Palavrório levado a sério engana o leitor


Continua a síndrome da imprensa brasileira no noticiário sobre a Venezuela e seu presidente, Hugo Chávez. Desta vez, foi O Globo, que vendeu gato por lebre aos seus leitores na manchete principal da segunda-feira, 23 de maio – ‘Chávez quer fazer acordo nuclear com Irã e Brasil’.


A contraprova de adulteração requer passagem por outros jornais do mundo, a começar pelos dois principais jornais venezuelanos – El Nacional e El Universal, de oposição declarada a Chávez. Para ambos, o ‘acordo nuclear’ do O Globo foi mais um dos tantos assuntos tratados no palavrório dominical do ‘Alô, Presidente’, transmitido pela tevê estatal.

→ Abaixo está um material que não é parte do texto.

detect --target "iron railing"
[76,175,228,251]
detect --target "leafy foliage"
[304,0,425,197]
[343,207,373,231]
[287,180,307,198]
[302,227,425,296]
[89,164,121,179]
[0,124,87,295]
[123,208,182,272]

Na mesma segunda-feira, nos Estados Unidos, principal voz e polícia contra a proliferação nuclear, o The New York Times ignorou o assunto, assim como o The Washington Post e o The Wall Street Journal. Na Europa, o britânico Financial Times também não deu a mínima, assim como o francês Le Monde. Onde a arenga de Chávez foi notícia, como no espanhol El País, manteve-se o foco das agências internacionais: a nova onda de malevolências e provocações de Chávez contra os Estados Unidos inspira-se no silêncio da Justiça norte-americana ao pedido de extradição de Luis Posada Carriles, ‘foragido da Justiça venezuelana’, preso na semana passada. ‘O mandatário dedicou mais de uma hora de seu programa ao tema de Posada Carriles, reclamado pela Venezuela, onde responde a uma ação judicial pela explosão de um avião da Cubana de Aviação, em outubro de 1976, que causou a morte de 73 pessoas’, informa o jornal espanhol.


O Globo anabolizou a manchete fazendo uso de um dos trechos da fala de Chávez, que foi reproduzido com variações pela imprensa internacional. O venezuelano El Universal, na reportagem ‘Presidente disposto a experimentar energia nuclear no país’, traz: ‘Nós podemos, junto com o Brasil e a Argentina, países da América Latina, pedir apoio ao Irã, não para fazer bombas e lançá-las em uma cidade, como fizeram os norte-americanos’.
Na Argentina, citada por Chávez, o Clarín, mais vendido do país, trouxe duas reportagens e um ‘Ponto de Vista’ na edição da mesma segunda-feira. No texto principal, ‘Chávez desafia os EUA: quer desenvolver programas nucleares’, a declaração do presidente venezuelano é reproduzida com mais detalhe: ‘Temos de começar a trabalhar no tema nuclear. Nós podemos perfeitamente, também junto com o Brasil e a Argentina, e outros países da América Latina, adiantar as pesquisas na área nuclear e pedir apoio a países como o Irã ou a Europa’.


Na reportagem secundária, o economista Aldo Ferrer, da diretoria da Enarsa, a estatal nuclear argentina, confirma a informação, dada por Chávez, de que o programa nuclear argentino, suspenso no governo de Carlos Menem, foi reativado. ‘Seria interessante uma cooperação com a América Latina. A Argentina tem um papel importante a ser cumprido’, disse, sugerindo uma pauta a ser explorada. No ‘Ponto de Vista’, a jornalista Paula Lugones, escreve: ‘O presidente da Venezuela não se cansa de lançar mísseis sobre a Casa Branca. Agora fala de desenvolvimento de programas nucleares – frase maldita para Washington – e até aventura-se a pedir ajuda ao Irã, considerado parte do ‘eixo do mal’ pelos EUA’.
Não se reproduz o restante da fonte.